Duality

Primal and Dual: An Example #

Suppose we have an original, known as a primal, linear program with variables $x_1, \cdots, x_n$ and some constraints on those variables.

As an example, let’s say we are trying to maximize $2x_1 + 4x_2$ such that:

• $x_1, x_2 \ge 0$
• $x_1 \le 50, x_2 \le 80$
• $x_1 + x_2 \le 100$

We can rewrite the objective function as a linear combination of the constraints:

• $y_1 \cdot (x_1 \le 50)$
• $y_2 \cdot (x_2 \le 80)$
• $y_3 \cdot (x_1 + x_2 \le 100)$

Such that $y_1, y_2, y_3 \ge 0$ so that the inequalities do not flip.

Combining all of these inequalities creates the big inequality:

$(y_1 + y_3) x_1 + (y_2 + y_3) x_2 \le 50 y_1 + 80 y_2 + 100 y_3$

(The above inequality is constructed by separating the $x$ terms by the inequalities that affect them, and recognizing that the largest possible value of them is the sum of all inequality bounds.)

Looking at the original objective function $2x_1 + 4x_2$, we can substitute the $y$ values from the above inequality to get the equivalent statements:

• $y_1 + y_3 \ge 2$
• $y_2 + y_3 \ge 4$

(Since the objective function wants to maximize, it’s OK to have larger values.)

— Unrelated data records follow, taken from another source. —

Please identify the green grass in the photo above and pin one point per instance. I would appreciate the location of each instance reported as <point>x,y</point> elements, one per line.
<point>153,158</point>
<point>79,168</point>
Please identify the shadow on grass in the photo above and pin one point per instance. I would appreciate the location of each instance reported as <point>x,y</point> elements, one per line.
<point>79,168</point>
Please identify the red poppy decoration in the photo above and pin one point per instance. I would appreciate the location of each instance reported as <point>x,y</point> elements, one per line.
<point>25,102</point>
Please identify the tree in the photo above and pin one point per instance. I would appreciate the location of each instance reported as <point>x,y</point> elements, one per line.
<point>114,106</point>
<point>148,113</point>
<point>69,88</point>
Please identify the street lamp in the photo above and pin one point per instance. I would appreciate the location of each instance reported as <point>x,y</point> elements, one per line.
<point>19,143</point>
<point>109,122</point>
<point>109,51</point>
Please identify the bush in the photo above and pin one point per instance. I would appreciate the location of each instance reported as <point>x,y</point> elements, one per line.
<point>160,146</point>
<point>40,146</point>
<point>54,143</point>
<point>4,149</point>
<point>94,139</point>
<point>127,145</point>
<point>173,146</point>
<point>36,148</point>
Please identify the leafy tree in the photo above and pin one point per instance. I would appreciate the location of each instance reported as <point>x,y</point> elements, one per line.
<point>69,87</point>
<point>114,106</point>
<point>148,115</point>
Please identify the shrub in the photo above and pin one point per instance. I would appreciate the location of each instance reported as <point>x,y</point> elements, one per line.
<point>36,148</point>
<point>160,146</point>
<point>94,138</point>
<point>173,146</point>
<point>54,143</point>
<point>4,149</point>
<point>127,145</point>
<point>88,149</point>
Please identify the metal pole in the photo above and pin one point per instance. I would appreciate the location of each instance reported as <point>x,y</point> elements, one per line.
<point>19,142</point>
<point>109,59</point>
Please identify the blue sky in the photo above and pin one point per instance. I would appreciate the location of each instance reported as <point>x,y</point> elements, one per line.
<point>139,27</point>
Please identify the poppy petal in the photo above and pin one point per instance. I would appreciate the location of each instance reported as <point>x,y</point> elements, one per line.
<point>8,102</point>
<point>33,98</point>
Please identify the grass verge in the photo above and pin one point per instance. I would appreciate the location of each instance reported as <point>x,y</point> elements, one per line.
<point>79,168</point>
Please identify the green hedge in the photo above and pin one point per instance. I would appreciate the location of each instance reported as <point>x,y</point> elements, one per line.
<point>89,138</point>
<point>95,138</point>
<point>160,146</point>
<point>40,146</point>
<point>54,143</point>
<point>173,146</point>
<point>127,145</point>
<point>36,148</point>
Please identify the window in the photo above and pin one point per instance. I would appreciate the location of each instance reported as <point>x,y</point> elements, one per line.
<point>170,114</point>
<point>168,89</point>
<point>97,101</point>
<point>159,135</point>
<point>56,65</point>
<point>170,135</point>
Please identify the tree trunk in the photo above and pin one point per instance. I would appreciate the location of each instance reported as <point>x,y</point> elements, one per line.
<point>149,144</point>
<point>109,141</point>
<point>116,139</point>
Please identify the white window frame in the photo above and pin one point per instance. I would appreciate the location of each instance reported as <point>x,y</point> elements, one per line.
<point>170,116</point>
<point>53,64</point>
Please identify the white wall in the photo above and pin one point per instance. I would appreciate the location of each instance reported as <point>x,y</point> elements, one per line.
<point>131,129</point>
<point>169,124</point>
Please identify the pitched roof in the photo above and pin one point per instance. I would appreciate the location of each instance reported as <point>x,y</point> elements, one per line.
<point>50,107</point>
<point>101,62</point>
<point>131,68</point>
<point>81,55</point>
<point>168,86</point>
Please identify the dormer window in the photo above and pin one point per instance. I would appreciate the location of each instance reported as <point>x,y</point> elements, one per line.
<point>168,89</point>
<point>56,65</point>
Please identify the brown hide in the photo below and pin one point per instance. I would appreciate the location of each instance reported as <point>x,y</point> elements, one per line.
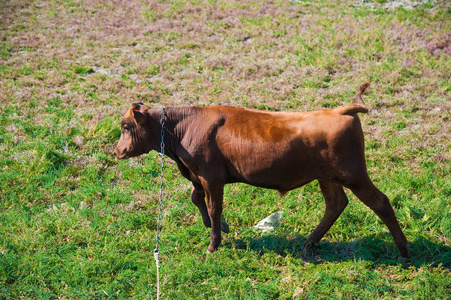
<point>216,145</point>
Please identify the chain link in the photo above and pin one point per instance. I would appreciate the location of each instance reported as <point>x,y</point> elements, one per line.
<point>160,199</point>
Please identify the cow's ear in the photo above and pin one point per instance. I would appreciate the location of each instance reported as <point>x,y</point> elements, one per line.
<point>139,112</point>
<point>140,117</point>
<point>137,105</point>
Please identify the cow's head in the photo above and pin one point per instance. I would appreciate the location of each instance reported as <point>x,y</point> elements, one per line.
<point>133,140</point>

Then, we can set the right side of the big inequality to the new objective function:

$\min(50y_1 + 80y_2 + 100y_3)$

This is actually another linear program, called the dual LP.

Properties of the Dual #

• If two solutions to the primal and dual LP have the same value, then they are both optimal.
• If either the primal or dual is feasible, then the other must also be feasible.
• The max-flow min-cut theorem uses dual as a solution: the min cut capacity is the dual of the max flow, and so one can be used to solve the other.
• Duality Theorem: If the primal LP has a bounded max, then the dual LP has a bounded min, and the two values are equal.

The General Case #

How do we find the dual of any generic primal LP?

Suppose we have a primal LP:

• Objective function: maximize $C_1x_1 + \cdots + C_kx_k$
• A set of constraints $I$ (inequalities) that are in the form $I_i: a_{i1}x_1 + \cdots + a_{ik}x_k \le b_i$
• A set of constraints $E$ (equalities) that are in the form $E_i:a_{i1}x_1 + \cdots + a_{ik}x_k = b_i$
• A set of constraints $N$ (non-negative) that are in the form $N_j: x_j \ge 0$

We can apply the following transformation to convert this into the dual LP:

• Each primal constraint $i$ gets one multiplier variable $y_i$.
• For all non-negative constraints, the transformed primal constraint is $\ge c_j$.
• For all full-range constraints, the transformed primal constraint is $= c_j$.
• The objective function minimizes the induced right hand side of the sum.

Here is the statement of the general dual LP:

• Objective function: minimize $b_1y_1 + \cdots + b_my_m$
• Non-negative: $\forall j \in N$, $a_{ij} y_1 + \cdots + a_{mj} y_m \ge c_j$
• Possibly negative: $\forall j \not\in N, a_{ij} y_1 + \cdots + a_{mj} y_m = c_j$
• All $y_i \ge 0$ for each inequality.

Vector Form #

If all constraints are inequalities and all variables are non-negative:

• The primal LP can be stated as maximizing the vector $< c, x >$ such that $Ax \le b$ and $x \ge 0$.
• The dual LP can be stated as minimizing the vector $$ such that $A^T y \ge c$ and $y \ge 0$.